Kaffeesatz als Dämmstoff: Schallschutz für Wände und Decken
Kaffeesatz fällt täglich in großen Mengen an, landet meist im Restmüll und wird selten als Rohstoff weitergedacht. Dabei steckt in den trockenen Resten eine poröse, faserige Struktur, die Schall wellenartig bricht und absorbiert. Genau diese Eigenschaft macht sie für den Innenausbau interessant: Wo herkömmliche Dämmplatten aus Mineralwolle oder Styropor arbeiten, kann aufbereiteter Kaffeesatz eine biobasierte Alternative bieten, die zugleich Gerüche bindet und Feuchtigkeit reguliert.
Entscheidend ist die Aufbereitung. Frischer Kaffeesatz schimmelt schnell, deshalb muss er getrocknet, gemahlen und mit einem Bindemittel wie Pflanzenstärke, Lehm oder einem biologischen Harz vermischt werden. Anschließend wird die Masse gepresst und ausgehärtet, bis formstabile Platten entstehen. Diese lassen sich zuschneiden und direkt auf Wand- oder Deckenflächen montieren. Wer sich für die technischen Hintergründe und praktische Verarbeitung interessiert, findet bei agademboxer.de einen ausführlichen Beitrag zu Akustikplatten aus Kaffeetrestern, der auch auf den angenehmen Kaffeeduft eingeht, den die Platten in Innenräumen verströmen.

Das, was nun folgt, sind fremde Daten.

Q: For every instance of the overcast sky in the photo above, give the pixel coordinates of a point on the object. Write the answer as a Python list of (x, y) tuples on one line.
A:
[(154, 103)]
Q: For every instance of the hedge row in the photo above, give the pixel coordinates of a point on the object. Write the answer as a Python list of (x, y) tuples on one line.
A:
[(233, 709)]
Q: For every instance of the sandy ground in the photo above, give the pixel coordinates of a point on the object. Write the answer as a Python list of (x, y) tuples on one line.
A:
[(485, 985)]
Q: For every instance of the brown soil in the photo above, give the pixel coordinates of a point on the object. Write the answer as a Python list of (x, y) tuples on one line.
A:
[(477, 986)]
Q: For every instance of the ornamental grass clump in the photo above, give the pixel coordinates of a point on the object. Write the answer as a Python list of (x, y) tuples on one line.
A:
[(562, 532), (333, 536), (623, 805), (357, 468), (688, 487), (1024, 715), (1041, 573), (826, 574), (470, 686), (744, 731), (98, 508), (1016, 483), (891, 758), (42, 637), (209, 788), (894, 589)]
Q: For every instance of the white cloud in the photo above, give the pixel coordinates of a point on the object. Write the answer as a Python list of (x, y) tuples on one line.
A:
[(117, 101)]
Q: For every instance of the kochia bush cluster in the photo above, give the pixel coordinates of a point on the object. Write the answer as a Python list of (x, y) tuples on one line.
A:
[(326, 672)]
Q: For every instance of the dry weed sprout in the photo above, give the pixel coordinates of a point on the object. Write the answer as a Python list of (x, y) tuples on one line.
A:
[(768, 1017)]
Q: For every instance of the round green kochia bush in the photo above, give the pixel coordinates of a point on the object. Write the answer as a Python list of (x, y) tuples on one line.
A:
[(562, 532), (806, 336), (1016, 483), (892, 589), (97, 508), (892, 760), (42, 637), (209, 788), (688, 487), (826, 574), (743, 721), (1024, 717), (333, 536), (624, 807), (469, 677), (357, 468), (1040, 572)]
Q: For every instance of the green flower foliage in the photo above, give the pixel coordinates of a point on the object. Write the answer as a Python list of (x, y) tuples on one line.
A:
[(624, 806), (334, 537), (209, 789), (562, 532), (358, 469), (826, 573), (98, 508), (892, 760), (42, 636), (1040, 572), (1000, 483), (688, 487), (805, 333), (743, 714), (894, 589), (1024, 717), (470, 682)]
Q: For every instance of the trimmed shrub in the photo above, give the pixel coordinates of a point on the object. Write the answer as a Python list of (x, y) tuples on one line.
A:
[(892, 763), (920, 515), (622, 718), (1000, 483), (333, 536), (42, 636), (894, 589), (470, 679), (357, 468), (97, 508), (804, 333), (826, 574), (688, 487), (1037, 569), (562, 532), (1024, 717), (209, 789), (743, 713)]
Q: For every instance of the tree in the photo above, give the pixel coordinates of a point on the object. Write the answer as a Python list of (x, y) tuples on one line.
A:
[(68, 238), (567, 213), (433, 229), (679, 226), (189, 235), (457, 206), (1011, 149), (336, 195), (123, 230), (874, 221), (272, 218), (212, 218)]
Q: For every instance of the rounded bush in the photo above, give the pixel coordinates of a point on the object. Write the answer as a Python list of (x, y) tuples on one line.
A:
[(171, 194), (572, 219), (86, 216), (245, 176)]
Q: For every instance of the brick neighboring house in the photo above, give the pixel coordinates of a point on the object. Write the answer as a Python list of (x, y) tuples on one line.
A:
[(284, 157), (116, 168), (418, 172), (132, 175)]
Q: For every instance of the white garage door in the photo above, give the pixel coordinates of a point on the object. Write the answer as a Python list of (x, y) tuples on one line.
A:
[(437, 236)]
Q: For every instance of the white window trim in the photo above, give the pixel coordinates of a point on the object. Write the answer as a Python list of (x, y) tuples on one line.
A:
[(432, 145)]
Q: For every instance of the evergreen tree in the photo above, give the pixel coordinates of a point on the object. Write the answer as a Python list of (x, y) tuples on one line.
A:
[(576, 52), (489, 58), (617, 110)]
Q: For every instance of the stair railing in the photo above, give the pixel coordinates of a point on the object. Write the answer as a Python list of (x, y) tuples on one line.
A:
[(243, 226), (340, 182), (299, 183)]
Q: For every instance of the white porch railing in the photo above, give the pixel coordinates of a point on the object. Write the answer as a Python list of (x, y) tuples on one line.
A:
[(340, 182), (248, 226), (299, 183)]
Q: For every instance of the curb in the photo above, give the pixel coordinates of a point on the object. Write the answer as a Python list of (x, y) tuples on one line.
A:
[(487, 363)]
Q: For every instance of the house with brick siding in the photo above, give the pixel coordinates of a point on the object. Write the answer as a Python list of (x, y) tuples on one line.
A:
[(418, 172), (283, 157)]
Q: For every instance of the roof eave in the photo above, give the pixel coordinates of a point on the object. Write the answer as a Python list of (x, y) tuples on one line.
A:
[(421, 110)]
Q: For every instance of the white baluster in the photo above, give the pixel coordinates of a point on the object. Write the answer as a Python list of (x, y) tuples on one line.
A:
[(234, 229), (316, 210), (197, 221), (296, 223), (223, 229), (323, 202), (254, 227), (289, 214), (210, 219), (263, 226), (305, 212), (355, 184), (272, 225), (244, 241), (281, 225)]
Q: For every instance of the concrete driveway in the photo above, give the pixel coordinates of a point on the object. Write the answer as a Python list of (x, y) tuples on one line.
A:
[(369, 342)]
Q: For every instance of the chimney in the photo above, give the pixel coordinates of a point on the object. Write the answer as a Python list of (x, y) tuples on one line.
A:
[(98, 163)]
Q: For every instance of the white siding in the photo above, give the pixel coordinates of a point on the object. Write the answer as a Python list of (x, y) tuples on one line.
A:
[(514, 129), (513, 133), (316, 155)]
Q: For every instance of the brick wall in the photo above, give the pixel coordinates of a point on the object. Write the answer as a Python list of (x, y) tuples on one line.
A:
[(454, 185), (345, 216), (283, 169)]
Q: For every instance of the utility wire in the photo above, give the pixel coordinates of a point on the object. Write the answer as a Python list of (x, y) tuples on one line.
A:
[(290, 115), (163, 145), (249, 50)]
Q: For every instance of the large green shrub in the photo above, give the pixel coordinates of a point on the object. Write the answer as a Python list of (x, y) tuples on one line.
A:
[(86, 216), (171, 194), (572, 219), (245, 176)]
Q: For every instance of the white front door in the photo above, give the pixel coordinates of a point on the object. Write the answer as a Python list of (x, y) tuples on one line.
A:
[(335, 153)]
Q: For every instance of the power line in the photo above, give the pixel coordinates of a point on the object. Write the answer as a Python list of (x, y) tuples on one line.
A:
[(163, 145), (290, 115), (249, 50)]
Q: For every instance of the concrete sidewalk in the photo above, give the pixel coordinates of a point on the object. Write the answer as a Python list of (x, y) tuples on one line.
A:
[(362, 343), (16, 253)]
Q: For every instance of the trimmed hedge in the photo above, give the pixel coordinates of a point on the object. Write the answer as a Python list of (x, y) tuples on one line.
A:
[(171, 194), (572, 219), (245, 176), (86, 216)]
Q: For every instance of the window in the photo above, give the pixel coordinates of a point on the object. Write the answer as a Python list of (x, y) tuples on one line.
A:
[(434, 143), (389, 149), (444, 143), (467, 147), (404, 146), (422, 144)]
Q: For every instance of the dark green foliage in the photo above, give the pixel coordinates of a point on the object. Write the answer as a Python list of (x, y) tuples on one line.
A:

Die akustische Wirkung entsteht durch die offene Porenstruktur. Schallwellen dringen in die Platte ein, werden an den unregelmäßigen Fasern vielfach reflektiert und verlieren dabei Energie. Besonders im mittleren und hohen Frequenzbereich, also bei Sprache, Tastaturgeräuschen oder Küchenlärm, zeigt sich eine deutliche Reduktion des Nachhalls. In Büros, Homeoffices oder offenen Wohnküchen kann das den Unterschied machen zwischen einem hallenden Raum und einer angenehmen Akustik.
Nachhaltig ist das Material aus mehreren Gründen. Es nutzt einen Abfallstrom, benötigt wenig Energie in der Herstellung und ist am Ende der Nutzungsdauer kompostierbar, sofern keine synthetischen Bindemittel verwendet wurden. Gegenüber Glas- oder Steinwolle entsteht beim Einbau kein juckender Staub, was die Verarbeitung für Heimwerker deutlich angenehmer macht. Die Brandschutzklassen erreichen solche Platten je nach Rezeptur und Zusatzstoffen unterschiedliche Werte, weshalb vor dem Einsatz in Fluchtwegen eine genaue Prüfung sinnvoll ist. Für normale Wohn- und Arbeitsräume stellt Kaffeesatz jedoch eine ernstzunehmende, kreislauffähige Option dar, die Schallschutz mit einem Material verbindet, das sonst achtlos entsorgt würde.